Here in the Hudson Valley, last spring frost is around Mother’s Day. Our growing season is short. This means many seeds are sown indoors weeks before final frost date. Tomatoes, cucumbers, looseleaf lettuce, summer squash, and gourds all spend quality family time with us inside in early spring. Some hearty ones we plant as seeds directly in the garden—sugar snap peas, radishes, swiss chard and carrots are tougher than the rest.
There are many. And they are hard to keep track of. Hence, plant markers.
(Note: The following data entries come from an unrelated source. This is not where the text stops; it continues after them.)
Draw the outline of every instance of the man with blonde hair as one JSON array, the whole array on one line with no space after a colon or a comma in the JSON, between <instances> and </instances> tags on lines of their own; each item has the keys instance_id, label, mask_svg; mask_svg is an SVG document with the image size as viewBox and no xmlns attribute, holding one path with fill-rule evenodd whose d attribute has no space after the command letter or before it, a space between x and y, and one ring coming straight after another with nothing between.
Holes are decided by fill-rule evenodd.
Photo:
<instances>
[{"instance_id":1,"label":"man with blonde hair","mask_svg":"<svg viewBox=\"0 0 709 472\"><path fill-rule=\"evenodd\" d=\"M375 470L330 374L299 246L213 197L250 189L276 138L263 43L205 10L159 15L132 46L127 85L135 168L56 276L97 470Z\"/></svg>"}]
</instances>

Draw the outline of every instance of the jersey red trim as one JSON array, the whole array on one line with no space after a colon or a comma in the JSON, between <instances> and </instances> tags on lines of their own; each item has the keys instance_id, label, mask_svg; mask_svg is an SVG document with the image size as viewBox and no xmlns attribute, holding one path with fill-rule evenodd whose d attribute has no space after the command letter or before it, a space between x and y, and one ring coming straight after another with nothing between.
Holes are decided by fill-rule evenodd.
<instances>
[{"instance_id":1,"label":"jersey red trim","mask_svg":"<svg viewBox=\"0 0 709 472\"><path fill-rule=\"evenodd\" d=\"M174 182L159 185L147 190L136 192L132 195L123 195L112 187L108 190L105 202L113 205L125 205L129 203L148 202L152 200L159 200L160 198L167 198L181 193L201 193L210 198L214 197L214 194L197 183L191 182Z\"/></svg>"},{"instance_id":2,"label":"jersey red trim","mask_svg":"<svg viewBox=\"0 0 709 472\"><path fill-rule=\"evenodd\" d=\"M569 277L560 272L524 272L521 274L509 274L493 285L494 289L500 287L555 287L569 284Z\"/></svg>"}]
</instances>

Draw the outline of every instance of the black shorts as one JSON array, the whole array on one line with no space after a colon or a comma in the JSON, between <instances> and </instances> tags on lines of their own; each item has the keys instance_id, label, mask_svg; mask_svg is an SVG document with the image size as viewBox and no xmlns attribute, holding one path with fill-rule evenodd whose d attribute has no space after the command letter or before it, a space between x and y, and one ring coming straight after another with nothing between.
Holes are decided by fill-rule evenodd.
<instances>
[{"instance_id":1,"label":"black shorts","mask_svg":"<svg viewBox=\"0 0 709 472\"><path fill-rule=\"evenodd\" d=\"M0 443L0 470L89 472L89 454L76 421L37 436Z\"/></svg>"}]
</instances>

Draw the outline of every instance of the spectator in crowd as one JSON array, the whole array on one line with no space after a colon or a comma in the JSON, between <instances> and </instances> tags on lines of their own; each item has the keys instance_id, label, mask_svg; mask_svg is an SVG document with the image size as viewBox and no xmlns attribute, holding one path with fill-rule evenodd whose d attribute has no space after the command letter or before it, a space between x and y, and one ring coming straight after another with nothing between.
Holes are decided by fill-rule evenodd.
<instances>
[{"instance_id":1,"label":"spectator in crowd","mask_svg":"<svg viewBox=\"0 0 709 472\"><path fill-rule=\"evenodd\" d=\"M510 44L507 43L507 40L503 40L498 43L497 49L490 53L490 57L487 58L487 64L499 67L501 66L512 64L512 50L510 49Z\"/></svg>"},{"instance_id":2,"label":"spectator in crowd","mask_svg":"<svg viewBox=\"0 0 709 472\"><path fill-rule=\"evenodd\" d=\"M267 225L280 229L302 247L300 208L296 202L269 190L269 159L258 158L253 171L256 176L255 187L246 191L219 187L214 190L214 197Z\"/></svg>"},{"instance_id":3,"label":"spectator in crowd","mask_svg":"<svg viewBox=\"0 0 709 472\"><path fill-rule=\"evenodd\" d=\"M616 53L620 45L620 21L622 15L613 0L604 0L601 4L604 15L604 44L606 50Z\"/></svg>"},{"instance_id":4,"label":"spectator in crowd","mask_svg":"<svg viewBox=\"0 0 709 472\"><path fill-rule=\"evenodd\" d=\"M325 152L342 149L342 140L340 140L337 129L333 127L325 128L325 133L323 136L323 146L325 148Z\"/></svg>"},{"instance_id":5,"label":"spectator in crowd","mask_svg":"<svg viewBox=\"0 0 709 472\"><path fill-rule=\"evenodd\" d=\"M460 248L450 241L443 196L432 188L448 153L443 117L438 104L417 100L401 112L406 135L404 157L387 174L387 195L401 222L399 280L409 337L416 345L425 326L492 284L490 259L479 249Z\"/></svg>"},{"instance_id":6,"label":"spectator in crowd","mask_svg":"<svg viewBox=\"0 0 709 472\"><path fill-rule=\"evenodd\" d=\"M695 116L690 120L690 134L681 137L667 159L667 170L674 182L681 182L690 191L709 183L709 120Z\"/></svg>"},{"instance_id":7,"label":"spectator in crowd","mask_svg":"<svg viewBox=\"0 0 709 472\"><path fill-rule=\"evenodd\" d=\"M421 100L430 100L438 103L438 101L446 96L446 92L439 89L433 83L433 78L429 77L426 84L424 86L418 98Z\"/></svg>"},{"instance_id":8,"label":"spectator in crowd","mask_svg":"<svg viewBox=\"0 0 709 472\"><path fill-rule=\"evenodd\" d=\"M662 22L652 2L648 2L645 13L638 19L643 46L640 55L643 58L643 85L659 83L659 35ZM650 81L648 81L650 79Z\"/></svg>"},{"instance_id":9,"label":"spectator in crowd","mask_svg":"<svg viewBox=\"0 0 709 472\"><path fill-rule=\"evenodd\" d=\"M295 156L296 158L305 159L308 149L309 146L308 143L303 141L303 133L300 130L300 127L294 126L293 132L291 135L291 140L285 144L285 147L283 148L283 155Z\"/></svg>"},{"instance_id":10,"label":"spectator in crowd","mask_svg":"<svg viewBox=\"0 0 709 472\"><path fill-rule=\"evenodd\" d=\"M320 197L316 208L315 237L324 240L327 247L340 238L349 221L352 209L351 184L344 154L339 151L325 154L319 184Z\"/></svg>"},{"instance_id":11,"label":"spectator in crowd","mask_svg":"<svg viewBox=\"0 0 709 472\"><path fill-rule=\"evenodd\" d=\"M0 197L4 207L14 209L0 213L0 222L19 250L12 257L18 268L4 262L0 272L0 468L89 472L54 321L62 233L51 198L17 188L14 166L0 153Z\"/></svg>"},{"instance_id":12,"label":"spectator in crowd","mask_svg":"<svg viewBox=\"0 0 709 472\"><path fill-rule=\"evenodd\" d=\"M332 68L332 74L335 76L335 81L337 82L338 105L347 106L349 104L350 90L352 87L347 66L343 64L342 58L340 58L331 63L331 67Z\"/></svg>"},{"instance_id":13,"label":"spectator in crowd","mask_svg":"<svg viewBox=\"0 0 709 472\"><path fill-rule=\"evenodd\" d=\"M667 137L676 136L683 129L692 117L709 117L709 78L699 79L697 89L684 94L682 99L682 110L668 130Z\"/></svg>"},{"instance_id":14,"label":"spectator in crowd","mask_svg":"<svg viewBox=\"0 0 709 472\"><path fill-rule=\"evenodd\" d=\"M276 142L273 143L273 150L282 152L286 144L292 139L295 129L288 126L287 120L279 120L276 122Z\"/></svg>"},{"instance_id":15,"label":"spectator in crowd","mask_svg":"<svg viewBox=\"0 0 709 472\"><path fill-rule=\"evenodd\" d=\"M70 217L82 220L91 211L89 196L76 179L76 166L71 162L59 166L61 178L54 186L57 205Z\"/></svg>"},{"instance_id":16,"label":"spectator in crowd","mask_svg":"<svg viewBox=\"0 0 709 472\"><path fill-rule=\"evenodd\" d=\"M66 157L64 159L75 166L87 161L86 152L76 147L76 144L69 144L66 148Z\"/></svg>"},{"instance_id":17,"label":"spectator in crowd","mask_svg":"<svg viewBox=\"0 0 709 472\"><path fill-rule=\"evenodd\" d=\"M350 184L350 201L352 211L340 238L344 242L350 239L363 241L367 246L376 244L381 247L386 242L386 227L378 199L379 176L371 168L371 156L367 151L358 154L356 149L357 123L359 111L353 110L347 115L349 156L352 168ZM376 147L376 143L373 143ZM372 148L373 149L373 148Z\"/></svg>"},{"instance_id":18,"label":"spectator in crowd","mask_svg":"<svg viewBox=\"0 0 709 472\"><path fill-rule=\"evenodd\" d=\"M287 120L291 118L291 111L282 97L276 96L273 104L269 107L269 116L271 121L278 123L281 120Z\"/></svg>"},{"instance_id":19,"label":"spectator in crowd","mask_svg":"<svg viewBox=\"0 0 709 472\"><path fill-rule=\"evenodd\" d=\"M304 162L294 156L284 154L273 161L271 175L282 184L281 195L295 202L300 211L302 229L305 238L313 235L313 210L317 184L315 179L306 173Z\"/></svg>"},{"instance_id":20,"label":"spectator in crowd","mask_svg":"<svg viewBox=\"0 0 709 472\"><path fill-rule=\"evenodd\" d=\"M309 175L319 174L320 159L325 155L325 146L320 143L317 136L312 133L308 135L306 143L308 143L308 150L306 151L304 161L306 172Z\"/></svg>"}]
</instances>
This project requires old silverware. Teaspoons, tablespoons, iced tea spoons, and soup spoons are perfect for the job, but you nonconformists out there may use forks or knives. You will also need steel wool or sandpaper, a dishcloth, a black permanent marker, a hammer, cement or steel block, and a handy metal letter stamping set.
First, with your design team, consider what you’d like to display on your marker. Start simple. “Dill” and “Mint” are good. With practice, you’ll soon move up to “Catnip” and “Rosemary.” Cute lengthy phrases will eventually come easy like “you are my sunshine” or “meet me in the garden” or the cheeky anthropomorphic “water me, please.”
Anyway, to prepare your spoon for printing (I’ll say spoon since, to spare small delicate fingers, we prefer working with spoons over other silverware) wrap it in the dishcloth and place it face down on a hard, flat surface like a steel block or cement. Hammer the back of the spoon until it is completely flattened. Count out the letters in your word. With permanent marker, mark the number of letters in your word (with dots) on the spoon. Beginning with a middle letter, carefully place your stamp over the corresponding middle dot, being certain that the letter is facing the right direction. Firmly whack the top of the stamp once with your hammer. Repeat with remaining letters, until your word or phrase is complete. Using your marker, completely fill in each letter—no need to stay within the lines. Using steel wool or sandpaper, gradually buff away the black permanent marker marks surrounding the letters.
Voila! Now, get outside and use ‘em.
Just a note: It might be helpful to remember that your markers don’t have to be limited to plant pots and garden beds. Silverware is flexible and quite forgiving. It can be hammered and twisted and tilted and bent into gift tags or napkin rings or bracelets as well. Furthermore, don’t limit your garden dreams to fancy old silverware. My friend Ian, a roofer, provides me with beautiful scrap copper that can be hammered and bent and sanded and is just perfect for the job.